Today, I wanted to talk about something a bit higher level: coffee chats.

This is my most effective technique for figuring out what I want to do next, finding open jobs, and bypassing the broken “submit a resume and hope for a callback” process.

Let’s dig in!

Common questions

As part of your job search, there are some common questions you might need answers to…

  • What do you actually want to do next?
  • Do you want to work at a specific country or in a specific industry?
  • What type of company do you want to work at? A fast-paced start-up? An agency with lots of project variety? A stable but more quiet established business?
  • What specific skills do you need to get the type of job you’re looking for?

Whether you’re asking yourself all of these or just one, coffee chats are your secret weapon for getting answers and hacking the hiring process.

What’s a coffee chat?

One of the easiest and most effective ways to get answers is to identify some jobs you think you might enjoy or companies you think you might want to work at. You can look at job descriptions for them on job boards, or search for companies or industries that sound interesting.

Then, find people who do those jobs or work at those companies. Twitter and LinkedIn are great places for that.

Once you do, send them a short email asking if you can chat for 15 minutes to learn a bit more about what they do.

If they’re near you physically…

Can I learn more about what you do over coffee, my treat?

If not…

Can I chat with you for 15 minutes to learn a bit more about what you do?

In these chats, there’s a few key questions I like to ask…

  1. How did you end up in this role/doing this kind of work?
  2. What does a typical day look like for you?
  3. What kinds of skills or experience does someone need to be successful in this job?
  4. What changes do you see happening in the industry that change how this job is done?

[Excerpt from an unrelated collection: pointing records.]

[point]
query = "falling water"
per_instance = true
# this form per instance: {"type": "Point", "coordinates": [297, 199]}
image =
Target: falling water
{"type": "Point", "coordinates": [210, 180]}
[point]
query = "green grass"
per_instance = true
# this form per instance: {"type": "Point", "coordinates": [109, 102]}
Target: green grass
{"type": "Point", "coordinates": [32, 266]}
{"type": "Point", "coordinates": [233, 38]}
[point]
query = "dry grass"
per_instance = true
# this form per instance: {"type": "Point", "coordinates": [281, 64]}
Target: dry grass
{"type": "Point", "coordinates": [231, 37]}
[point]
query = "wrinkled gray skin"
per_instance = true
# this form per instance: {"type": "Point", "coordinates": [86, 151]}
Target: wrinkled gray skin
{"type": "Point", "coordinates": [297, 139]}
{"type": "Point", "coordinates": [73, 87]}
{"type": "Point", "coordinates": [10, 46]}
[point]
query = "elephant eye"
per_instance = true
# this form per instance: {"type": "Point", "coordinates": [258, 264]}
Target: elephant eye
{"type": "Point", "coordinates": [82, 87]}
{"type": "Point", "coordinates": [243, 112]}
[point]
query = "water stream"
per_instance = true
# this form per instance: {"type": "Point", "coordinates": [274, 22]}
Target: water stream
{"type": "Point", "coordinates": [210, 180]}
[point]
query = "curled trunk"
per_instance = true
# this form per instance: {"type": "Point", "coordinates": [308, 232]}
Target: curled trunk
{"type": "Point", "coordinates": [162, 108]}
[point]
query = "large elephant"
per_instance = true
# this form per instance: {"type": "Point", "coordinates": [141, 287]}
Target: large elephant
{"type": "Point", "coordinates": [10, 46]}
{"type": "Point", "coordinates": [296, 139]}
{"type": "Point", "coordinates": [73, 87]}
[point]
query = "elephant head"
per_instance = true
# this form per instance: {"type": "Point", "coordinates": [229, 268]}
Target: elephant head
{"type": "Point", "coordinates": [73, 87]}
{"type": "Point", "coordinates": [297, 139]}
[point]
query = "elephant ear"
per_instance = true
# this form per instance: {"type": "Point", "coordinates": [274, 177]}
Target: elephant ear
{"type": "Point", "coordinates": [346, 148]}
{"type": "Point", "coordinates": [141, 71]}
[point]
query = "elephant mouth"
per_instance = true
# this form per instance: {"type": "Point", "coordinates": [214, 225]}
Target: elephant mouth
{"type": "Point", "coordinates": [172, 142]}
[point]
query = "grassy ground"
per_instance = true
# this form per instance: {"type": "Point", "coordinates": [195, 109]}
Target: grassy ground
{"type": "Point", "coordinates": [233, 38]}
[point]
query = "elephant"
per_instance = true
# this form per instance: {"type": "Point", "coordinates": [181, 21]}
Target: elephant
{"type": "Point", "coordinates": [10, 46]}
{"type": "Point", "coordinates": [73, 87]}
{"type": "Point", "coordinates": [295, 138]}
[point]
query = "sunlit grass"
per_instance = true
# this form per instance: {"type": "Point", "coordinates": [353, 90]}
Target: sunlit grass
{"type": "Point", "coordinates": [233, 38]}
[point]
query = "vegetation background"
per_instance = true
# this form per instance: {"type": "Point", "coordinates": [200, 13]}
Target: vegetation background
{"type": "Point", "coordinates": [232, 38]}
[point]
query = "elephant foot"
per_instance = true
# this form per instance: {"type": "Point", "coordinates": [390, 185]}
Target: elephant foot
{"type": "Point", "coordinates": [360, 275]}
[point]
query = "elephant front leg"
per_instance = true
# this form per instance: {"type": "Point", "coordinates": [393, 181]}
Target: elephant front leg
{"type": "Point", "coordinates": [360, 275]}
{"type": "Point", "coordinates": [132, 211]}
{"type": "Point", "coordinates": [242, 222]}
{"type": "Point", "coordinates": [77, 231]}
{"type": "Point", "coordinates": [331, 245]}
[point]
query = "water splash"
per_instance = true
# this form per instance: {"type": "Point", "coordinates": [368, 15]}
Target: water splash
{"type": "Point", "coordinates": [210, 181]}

At the end, I like to casually mention that I’m quietly exploring my next role (you don’t overtly say, “I’m looking for a new job. Hiring?”). Then, I ask if there’s anyone else they think might be good for me to chat with.

What’s the point of these chats?

What you’re trying to get at with these is whether or not you’d like that job or work at that company at all, and if you would, what skills you’d need to get hired to do it.

In my article on the resume process, I wrote…

An Applicant Tracking System (or ATS) is a piece of HR software that collects and tracks resumes.

It’s most powerful feature: automatically filtering resumes. Recruiters can provide keywords for each role, and the ATS scans resumes for those keywords and tries to determine how good of a match for the job the person is.

If the ATS doesn’t think you’re a close enough match, your resume never gets seen by a real person.

There’s another layer to this.

Most job openings require a bunch of approvals inside a company, from people in finance to executives. It can take time to get them, sometimes months!

Hiring managers don’t want to wait, so they’ll start informally searching by asking friends, coworkers, and employees if they know anyone before a job is officially approved. By the time a job description shows up on a website or job board, the hiring manager may already have a short list of finalists they’ve interviewed.

Coffee chats help you short circuit this process.

They grow your network, and let people know you’re looking. When opportunities happen, you’re someone they recently met with and can refer for a job that’s not yet posted.

And if you see a posted job somewhere that you are interested in, you can reach out and ask if they can put you in touch with the hiring manager, bypassing the ATS.